Heron used model-free reinforcement learning. “There’s no model of how the environment’s going to run. We’re not predicting the future state of the other plane or our own. It’s much easier,” says Bell. By avoiding the complex problem of modeling, Heron was able to start training Falco on Day 1. “It’s hard to do and if your model’s bad, then your agent’s going to end up worse,” he says.
Over in just 10 min., the human pilot’s one-sided loss to a machine unleashed a spate of comment and speculation online, ranging from “end of an era” to “just one more overhyped AI demonstration.” But DARPA has not set out to replace the human pilot. Instead, its ACE program aims to build trust in AI so that the pilot can focus on battle management while the machine flies the aircraft.

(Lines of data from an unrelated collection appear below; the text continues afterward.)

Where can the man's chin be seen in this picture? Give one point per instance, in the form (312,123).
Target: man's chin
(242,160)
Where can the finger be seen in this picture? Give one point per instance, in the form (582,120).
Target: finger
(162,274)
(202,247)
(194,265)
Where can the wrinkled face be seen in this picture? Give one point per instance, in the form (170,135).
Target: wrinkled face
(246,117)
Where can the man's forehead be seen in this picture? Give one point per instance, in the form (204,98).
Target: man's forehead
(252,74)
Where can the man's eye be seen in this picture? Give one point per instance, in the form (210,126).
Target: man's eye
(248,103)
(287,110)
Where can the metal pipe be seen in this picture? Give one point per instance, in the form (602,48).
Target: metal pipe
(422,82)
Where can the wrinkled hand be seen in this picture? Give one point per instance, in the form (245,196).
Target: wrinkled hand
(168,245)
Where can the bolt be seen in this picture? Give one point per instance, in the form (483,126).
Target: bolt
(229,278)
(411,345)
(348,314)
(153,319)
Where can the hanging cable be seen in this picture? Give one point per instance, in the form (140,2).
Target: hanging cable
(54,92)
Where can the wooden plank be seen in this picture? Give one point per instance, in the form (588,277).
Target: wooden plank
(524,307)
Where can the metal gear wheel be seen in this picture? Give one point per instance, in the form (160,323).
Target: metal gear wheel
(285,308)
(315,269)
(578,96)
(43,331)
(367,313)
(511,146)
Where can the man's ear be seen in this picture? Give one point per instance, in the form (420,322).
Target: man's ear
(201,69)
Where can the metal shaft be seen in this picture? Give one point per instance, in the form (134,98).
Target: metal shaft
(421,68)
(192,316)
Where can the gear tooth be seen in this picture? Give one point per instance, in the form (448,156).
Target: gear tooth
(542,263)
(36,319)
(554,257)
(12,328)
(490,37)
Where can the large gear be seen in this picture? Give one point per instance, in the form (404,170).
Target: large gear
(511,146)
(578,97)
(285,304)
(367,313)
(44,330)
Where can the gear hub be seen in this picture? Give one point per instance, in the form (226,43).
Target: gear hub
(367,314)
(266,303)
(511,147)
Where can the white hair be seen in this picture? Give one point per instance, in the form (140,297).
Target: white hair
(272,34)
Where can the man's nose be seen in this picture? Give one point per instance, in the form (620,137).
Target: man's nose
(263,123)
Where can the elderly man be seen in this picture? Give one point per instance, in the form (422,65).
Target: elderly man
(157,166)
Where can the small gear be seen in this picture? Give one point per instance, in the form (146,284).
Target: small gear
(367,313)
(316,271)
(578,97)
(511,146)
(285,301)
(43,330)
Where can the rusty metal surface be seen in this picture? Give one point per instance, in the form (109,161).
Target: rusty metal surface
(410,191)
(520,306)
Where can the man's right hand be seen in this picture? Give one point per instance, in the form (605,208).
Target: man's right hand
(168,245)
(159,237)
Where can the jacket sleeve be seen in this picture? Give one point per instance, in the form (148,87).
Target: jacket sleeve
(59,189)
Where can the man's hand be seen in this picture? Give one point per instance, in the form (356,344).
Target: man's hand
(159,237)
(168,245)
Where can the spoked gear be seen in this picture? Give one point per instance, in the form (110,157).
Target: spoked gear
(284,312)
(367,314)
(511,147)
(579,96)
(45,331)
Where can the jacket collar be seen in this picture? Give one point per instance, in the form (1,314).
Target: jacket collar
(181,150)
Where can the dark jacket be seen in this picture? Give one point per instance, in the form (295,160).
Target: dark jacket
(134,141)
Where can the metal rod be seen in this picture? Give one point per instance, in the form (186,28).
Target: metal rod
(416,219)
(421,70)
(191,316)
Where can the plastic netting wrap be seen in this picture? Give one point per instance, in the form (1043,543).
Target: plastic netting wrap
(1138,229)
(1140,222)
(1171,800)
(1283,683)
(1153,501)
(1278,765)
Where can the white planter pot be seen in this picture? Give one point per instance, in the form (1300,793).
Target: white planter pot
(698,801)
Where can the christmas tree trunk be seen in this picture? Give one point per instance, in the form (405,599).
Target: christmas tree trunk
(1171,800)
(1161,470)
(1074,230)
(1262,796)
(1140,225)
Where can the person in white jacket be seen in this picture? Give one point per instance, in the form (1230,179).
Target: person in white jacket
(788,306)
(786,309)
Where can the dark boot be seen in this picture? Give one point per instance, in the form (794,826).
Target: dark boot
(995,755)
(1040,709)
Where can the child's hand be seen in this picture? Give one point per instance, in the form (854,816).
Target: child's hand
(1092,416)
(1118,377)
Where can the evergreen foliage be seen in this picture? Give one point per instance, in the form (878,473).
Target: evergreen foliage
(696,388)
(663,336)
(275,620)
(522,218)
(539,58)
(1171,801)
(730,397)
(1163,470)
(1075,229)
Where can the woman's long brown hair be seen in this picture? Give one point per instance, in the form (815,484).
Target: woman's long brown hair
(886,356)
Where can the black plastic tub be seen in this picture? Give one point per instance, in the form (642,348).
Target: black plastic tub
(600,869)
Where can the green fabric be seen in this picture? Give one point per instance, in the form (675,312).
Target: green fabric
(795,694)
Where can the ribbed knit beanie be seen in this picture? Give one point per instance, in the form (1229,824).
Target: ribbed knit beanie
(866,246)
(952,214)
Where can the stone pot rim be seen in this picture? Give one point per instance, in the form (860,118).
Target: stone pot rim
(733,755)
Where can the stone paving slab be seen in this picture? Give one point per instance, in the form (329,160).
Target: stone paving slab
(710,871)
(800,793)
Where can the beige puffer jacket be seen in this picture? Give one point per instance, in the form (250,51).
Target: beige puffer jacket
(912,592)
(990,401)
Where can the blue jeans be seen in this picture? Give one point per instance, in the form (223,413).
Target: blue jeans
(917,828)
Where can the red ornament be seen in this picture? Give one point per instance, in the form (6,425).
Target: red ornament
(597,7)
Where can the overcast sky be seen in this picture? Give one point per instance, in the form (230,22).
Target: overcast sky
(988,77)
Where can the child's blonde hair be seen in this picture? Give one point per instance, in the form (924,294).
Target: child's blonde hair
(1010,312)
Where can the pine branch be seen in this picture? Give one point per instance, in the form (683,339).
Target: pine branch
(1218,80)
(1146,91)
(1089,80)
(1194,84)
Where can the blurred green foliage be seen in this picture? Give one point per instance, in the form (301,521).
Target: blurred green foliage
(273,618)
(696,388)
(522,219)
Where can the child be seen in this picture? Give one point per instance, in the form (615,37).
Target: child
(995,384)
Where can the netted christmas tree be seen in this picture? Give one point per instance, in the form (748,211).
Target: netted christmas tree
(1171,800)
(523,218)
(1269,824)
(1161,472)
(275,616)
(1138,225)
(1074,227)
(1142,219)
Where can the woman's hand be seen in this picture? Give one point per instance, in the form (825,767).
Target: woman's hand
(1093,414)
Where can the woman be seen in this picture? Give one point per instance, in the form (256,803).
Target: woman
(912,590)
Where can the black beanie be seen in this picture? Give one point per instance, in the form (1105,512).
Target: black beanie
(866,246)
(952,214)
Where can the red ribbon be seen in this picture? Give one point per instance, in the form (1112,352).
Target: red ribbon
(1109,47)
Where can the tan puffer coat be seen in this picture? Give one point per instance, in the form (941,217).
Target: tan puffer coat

“If we convinced even a couple of pilots that what they were seeing out of this Heron autonomous agent looked like something that was intelligent and creative and making smart decisions in this dynamic BFM engagement, then I’m considering it a success because those are the first steps I need to create trust in these sorts of agents,” Javorsek says.
“If I were to walk away from today and say, ‘I don’t trust the AI’s ability to perform fine motor movements and achieve kills and [damage] that I’m uncomfortable with,’ I’d have a lack of integrity,” Banger says.
The mystery fighter pilot also joined in the speculation on how AI-controlled autonomous aircraft could change the face of air combat. “If I have an autonomous system out there, and we’re in combat against a singular adversary, I would love to have it take that high-aspect gunshot on the enemy,” he says.
There is also potential for “developing a wingman that has learned my assumptions so well that it’s able to predict with 98-99% probability what I’m going to do, and so we as a combat pair or four-ship become even more lethal,” he says. “For that reason, I don’t think you’re seeing the end of a human fighter pilot, I think you’re seeing the refinement into a human weapon system.”